Inspectors call on Chief Constables to tackle working conditions and long hours
- Published on Friday, 09 March 2012 15:04
- Posted by Scott Buckler
The pressure of police budget cuts is having a disproportionate impact on inspectors and chief inspectors and could lead to the demise of public confidence in policing according to independent research
The work was commissioned by the Police Federation of England and Wales’ Inspectors’ Central Committee.
The findings of the Time for Justice? report are so alarming and worrying that the Inspectors’ Central Committee has written to the 43 chief constables across England and Wales imploring them to tackle the problems before it’s too late.
Alan Jones, Chairman of the Inspectors’ Central Committee of the Police Federation of England and Wales says chief officers can no longer sit back and allow their officers to work themselves into the ground.
“We issued a stark warning to chief officers in 2007 when we released the Well Being at Work survey where it was clear that inspectors were at risk of being over worked and on a downward health spiral. Unfortunately, the majority of chiefs chose to ignore our advice and now we are faced with a diminishing, tired workforce at the end of their tether.”

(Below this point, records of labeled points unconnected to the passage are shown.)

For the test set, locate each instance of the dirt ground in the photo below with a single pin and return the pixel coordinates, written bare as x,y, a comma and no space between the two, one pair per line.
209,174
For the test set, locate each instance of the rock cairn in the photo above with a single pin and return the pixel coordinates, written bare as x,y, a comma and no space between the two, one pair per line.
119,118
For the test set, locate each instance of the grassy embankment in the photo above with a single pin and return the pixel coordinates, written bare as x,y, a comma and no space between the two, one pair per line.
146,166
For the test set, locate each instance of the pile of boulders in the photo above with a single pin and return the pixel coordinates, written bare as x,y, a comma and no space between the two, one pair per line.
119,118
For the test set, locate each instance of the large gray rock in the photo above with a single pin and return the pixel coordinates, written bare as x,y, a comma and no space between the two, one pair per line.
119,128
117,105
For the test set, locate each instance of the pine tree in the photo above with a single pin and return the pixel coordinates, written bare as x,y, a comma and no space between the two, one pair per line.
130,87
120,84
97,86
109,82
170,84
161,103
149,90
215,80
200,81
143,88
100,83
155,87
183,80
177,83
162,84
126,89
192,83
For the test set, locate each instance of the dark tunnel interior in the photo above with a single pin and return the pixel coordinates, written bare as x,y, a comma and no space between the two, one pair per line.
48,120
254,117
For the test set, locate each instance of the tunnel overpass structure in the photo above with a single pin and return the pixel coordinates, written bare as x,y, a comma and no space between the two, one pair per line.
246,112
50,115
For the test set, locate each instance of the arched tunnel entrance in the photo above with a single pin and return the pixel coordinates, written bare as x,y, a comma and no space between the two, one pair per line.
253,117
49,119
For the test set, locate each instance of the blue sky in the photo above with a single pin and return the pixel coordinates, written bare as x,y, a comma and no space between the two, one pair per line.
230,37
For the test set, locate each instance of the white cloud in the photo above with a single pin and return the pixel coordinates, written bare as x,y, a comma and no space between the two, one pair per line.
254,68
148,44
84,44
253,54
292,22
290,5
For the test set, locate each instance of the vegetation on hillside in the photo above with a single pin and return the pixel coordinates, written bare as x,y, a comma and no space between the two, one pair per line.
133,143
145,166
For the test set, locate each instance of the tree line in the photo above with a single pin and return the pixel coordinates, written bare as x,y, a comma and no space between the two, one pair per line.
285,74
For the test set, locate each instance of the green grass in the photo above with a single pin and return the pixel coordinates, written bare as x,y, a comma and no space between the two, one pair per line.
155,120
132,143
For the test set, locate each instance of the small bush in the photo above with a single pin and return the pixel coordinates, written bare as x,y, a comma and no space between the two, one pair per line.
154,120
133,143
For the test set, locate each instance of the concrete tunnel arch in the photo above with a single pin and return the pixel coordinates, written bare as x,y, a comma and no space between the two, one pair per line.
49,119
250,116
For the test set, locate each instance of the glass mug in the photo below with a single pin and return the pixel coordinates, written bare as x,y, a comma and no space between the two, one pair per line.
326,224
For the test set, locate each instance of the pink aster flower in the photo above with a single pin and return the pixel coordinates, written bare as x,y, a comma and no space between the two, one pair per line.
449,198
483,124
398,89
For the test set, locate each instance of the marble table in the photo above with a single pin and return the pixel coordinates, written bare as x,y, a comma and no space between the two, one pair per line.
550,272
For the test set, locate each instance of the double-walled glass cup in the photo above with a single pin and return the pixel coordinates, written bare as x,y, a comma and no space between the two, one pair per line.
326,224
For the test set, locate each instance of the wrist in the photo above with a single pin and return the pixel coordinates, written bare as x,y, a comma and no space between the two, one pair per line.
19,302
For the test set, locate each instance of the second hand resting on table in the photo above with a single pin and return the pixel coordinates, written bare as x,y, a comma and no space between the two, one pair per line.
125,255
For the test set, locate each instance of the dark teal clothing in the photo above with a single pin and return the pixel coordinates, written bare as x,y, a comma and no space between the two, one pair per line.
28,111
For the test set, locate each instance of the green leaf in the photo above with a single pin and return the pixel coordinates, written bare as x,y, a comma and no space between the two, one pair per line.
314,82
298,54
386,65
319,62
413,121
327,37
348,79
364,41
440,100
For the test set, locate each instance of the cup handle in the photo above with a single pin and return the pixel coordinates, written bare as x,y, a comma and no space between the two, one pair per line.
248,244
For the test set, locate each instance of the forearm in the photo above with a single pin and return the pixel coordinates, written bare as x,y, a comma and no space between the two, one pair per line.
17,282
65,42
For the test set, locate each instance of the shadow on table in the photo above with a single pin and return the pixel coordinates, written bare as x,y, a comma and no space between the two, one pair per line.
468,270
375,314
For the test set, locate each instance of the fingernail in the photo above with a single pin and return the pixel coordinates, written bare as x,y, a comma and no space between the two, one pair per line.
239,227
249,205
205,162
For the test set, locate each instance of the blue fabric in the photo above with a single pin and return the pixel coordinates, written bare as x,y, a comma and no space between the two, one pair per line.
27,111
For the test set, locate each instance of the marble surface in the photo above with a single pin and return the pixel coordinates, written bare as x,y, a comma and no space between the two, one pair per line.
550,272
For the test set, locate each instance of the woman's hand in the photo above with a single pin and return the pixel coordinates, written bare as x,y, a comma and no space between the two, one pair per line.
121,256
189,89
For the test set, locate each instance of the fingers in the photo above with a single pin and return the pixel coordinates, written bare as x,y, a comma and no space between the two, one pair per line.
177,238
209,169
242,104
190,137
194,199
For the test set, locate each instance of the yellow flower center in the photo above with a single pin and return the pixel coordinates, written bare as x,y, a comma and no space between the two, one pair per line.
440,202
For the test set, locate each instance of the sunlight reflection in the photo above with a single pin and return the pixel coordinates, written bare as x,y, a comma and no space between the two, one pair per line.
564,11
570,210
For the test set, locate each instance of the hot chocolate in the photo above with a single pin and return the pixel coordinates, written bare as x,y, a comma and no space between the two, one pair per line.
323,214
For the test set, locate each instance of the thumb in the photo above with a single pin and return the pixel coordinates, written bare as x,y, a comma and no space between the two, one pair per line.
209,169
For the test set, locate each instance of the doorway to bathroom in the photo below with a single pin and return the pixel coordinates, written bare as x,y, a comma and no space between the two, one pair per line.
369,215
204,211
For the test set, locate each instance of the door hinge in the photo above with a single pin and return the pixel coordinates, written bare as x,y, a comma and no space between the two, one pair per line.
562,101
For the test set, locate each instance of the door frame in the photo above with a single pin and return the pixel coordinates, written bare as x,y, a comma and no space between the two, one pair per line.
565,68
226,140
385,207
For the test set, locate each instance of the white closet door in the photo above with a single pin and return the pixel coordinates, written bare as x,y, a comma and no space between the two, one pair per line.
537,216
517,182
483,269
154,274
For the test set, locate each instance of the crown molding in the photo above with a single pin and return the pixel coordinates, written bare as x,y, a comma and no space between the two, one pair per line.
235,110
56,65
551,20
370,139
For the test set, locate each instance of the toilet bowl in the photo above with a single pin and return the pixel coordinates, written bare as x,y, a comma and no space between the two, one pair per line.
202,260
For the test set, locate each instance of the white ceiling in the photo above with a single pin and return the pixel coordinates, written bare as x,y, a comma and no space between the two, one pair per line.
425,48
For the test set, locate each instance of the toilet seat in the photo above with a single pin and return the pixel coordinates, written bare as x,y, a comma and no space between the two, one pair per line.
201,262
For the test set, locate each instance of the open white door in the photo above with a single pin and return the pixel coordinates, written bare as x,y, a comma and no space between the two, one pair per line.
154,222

“Chief inspectors and inspectors clearly have a strong commitment to their profession but the feedback suggests that mistakes are bound to happen due to long hours, fatigue and ill health caused by the stresses of the job. One of the most worrying things to come from the latest research is that inspectors feel they cannot bring their concerns to the attention of their chief officers because they are afraid of being deemed weak or incapable.The police service simply won’t be able to maintain a high level of public service if the rank in charge of frontline officers is on the verge of collapse. Currently inspectors are putting their job before themselves so it’s a matter of time before disaster strikes. ”
The report’s authors conclude that the police service is at a great risk as a result of the pressures faced by the inspecting ranks.
Dr Victoria Wass said; “The feedback we received shows that the current workload of inspectors is not sustainable. Eventually there won’t be enough inspectors to manage the frontline.
Co-author Professor Peter Turnbull added; “As working hours become increasingly onerous, sick leave due to stress and over-working increases and officers won’t be applying for promotion to the inspecting ranks. Who will perform the role of inspectors in future? With a decreasing, unhappy and dissatisfied workforce, understandably unable to cope with the demands being placed upon it, the quality of the service will only reduce and ultimately it is the public who will pay the price.”
Over 4,500 police inspectors took part in the online survey which was commissioned in response to the renewed pressures and increased workloads highlighted by the Comprehensive Spending Review against the back drop of the Government’s imposed 20 percent cuts to policing.
The Inspectors’ Central Committee commissioned Cardiff Business School to undertake the survey. The objective was to provide an up-to-date assessment of the impact of budget cuts to policing.